Across a sequence of misadventures which sees Bones miraculously make money in the likes of shipping, jute, warehousing and early cinema, he pines for Miss Whitland and writes atrocious poems about her which almost see the light of day after an escapade with a dodgy printer, poems 'which abounded in such rhymes as as "Marguerite," "Dainty feet," "Sweet," "Hard to beat," and the like.'
I thought Edgar Wallace was a mystery writer, not a comic writer of Wodehousian vintage. I had read two of his mysteries before and they were amusingly bad, whereas this comedy was seriously funny!
As one of Bones's reverse fallguys wonders, "This fellow is either as wide as Broad Street or he's a babe in arms."
Bones and co. have temporarily given up army life and returned to England (they would return to Africa for the next book in the series Sandi The king maker.) Bones who has inherited a fortune, has started speculating and through luck more than skill manages to make the most unlikely schemes and downright cons come off in his favour. The book is very much a comedy with the silly ass Bones, who is Wallace's equivalent of Bertie Wooster, getting into all sorts of scrapes.

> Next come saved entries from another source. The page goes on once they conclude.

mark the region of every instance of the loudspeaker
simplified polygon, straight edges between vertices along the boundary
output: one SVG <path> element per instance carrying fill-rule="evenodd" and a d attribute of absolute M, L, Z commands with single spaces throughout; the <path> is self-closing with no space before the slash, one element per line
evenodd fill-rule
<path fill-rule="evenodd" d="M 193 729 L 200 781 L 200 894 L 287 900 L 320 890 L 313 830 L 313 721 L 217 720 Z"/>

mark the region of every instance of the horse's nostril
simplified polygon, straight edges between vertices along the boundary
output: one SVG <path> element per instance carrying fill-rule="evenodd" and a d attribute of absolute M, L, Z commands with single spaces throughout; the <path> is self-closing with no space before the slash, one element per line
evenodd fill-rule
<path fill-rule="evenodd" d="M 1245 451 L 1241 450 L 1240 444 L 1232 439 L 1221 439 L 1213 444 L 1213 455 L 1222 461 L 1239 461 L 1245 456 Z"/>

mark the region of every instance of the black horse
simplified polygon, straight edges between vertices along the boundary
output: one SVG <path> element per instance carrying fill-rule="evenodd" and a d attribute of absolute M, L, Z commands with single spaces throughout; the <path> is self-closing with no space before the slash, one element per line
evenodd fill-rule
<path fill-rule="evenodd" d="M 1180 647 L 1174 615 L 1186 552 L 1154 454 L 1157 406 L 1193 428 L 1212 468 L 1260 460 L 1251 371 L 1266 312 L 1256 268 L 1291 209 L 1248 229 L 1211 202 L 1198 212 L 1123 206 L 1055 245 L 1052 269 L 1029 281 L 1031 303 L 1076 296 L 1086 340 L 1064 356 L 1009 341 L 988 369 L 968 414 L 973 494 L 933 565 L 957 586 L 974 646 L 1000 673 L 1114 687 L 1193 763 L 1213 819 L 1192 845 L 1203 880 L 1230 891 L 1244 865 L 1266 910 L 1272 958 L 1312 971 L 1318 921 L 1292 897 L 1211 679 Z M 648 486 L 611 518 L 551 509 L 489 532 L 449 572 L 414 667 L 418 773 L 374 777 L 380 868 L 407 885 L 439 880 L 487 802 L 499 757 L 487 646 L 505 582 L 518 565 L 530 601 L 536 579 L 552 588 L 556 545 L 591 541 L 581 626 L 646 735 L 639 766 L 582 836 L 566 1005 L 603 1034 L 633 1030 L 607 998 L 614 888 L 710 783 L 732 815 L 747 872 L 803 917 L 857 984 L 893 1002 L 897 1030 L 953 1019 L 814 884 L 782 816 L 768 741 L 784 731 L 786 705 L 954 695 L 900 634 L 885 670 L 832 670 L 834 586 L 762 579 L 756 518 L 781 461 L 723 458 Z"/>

In the general style of Wodehouse. Bones is a wildly successful financier because he is a lamb among wolves and knows it. The evil doings of the financial sharks are turned on their heads. They lose; he wins. Perfect airplane book. Nice touches with Bones love for his "typewriter" Marguerite--she of the dainty feet. (Bones is a poet, too.)
This was not at all what I expected, but I thoroughly enjoyed this book. Rather than a mystery, this is a collection of stories about a character named Bones whom to all appearances is a lovable, lucky idiot.
It hasn't aged very well from being written 90 years ago or perhaps just the authors style but really couldn't get Bones voice from my head as being that of Henry Blofeld due to the mention of "my dear old thing" every few sentences.